A Community Retrieval for Multi-Instrument Thermodynamic Profiling of the Boundary Layer

 

Authors

Jonathan Gero — University of Wisconsin
David D. Turner — NOAA- Global Systems Laboratory
Tim Wagner — University of Wisconsin, Madison
Raymond Garcia — University of Wisconsin
Denny John Hackel — University of Wisconsin

Category

Boundary layer structure, including land-atmosphere interactions and turbulence

Description

The AERIoe algorithm produces accurate retrievals of temperature and water vapor profiles in the boundary layer (BL). It operates in all-sky conditions up to the cloud-base height. It was developed to use AERI observations, but it can seamlessly incorporate additional instrument data streams to increase accuracy, e.g. surface MET, surface remote sensors (microwave radiometer, lidar, etc.), aircraft observations, satellite observations, model data.
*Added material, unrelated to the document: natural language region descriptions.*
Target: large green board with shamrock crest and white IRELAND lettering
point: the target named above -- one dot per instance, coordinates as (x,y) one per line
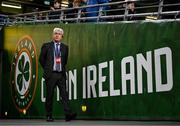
(120,71)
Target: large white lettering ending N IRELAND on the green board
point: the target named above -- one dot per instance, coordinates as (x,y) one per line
(149,72)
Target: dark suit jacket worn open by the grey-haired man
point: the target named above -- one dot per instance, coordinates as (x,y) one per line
(46,58)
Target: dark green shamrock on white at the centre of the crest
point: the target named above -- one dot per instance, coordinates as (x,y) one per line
(23,73)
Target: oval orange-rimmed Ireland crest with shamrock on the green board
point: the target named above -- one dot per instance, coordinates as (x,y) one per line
(24,70)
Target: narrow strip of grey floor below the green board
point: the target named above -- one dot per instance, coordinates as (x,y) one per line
(38,122)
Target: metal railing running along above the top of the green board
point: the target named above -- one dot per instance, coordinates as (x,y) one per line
(115,11)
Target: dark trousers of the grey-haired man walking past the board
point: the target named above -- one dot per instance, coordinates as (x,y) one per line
(56,79)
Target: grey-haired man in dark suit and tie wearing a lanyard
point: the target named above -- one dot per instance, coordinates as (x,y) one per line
(53,58)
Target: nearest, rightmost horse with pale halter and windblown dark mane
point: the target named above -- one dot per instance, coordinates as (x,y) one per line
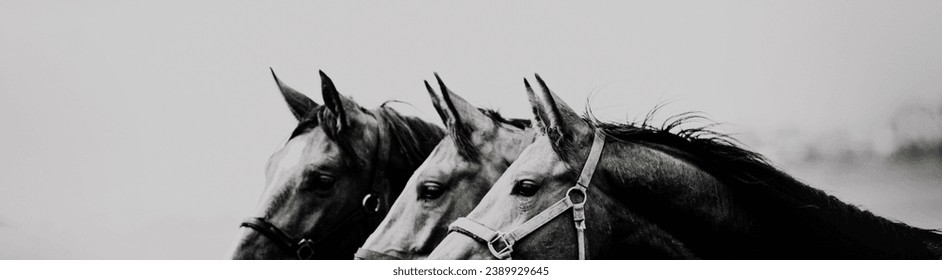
(636,191)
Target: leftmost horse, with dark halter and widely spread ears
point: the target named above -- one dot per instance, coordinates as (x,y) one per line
(334,180)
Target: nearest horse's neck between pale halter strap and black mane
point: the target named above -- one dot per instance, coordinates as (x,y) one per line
(658,184)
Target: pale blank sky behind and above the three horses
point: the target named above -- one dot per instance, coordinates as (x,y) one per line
(141,130)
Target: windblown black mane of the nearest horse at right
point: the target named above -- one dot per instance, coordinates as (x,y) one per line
(780,204)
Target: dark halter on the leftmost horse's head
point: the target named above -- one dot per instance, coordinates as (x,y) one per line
(303,247)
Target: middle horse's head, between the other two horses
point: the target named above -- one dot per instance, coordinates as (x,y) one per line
(479,146)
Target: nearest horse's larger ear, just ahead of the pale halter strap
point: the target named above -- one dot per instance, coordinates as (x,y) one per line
(561,122)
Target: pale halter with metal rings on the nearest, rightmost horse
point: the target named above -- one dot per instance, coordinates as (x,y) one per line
(500,243)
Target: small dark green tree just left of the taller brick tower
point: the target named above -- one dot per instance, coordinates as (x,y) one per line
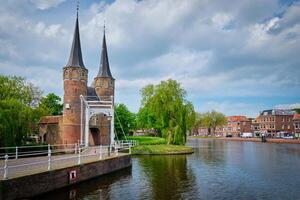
(51,104)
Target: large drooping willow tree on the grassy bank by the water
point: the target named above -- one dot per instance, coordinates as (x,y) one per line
(173,115)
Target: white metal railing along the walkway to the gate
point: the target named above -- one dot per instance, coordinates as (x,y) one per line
(54,155)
The algorithm includes an uncertainty estimate for each vertical profile. The retrievals have been rigorously validated in various climactic regimes through comparisons with radiosonde observations. An impediment to widespread adoption of AERIoe by the broader scientific community is that it is written in a proprietary programming language (IDL), which hinders both the distribution and future development of the retrieval. In order to address this problem, we are planning to convert AERIoe into an open-source community retrieval algorithm that any investigator can run for free, and contribute to testing and improving the algorithm. The new retrieval algorithm will also be more flexible and modular, to make it simple to use additional radiative transfer models and input instrument datastreams. Free availability of this algorithm will facilitate increased adoption of BL profiling data in the community, the incorporation of ground-based BL observations into NWP models, leading to improved forecasts, in particular for high-impact weather events. It can also spur the deployment of future networks of instruments, further augmenting forecasting capabilities. The existing AERIoe algorithm will be converted into the open source Python language, and we will create a platform-independent installation package. The code base will be posted publically to GitHub. Investigators from the community will have the opportunity to download, test and make improvements to the algorithm. The conversion to Python will enable easy integration with the widely used SHARPpy analysis package, such that derived quantities like CAPE and CIN (and their uncertainties) can be calculated along with the retrieved profiles.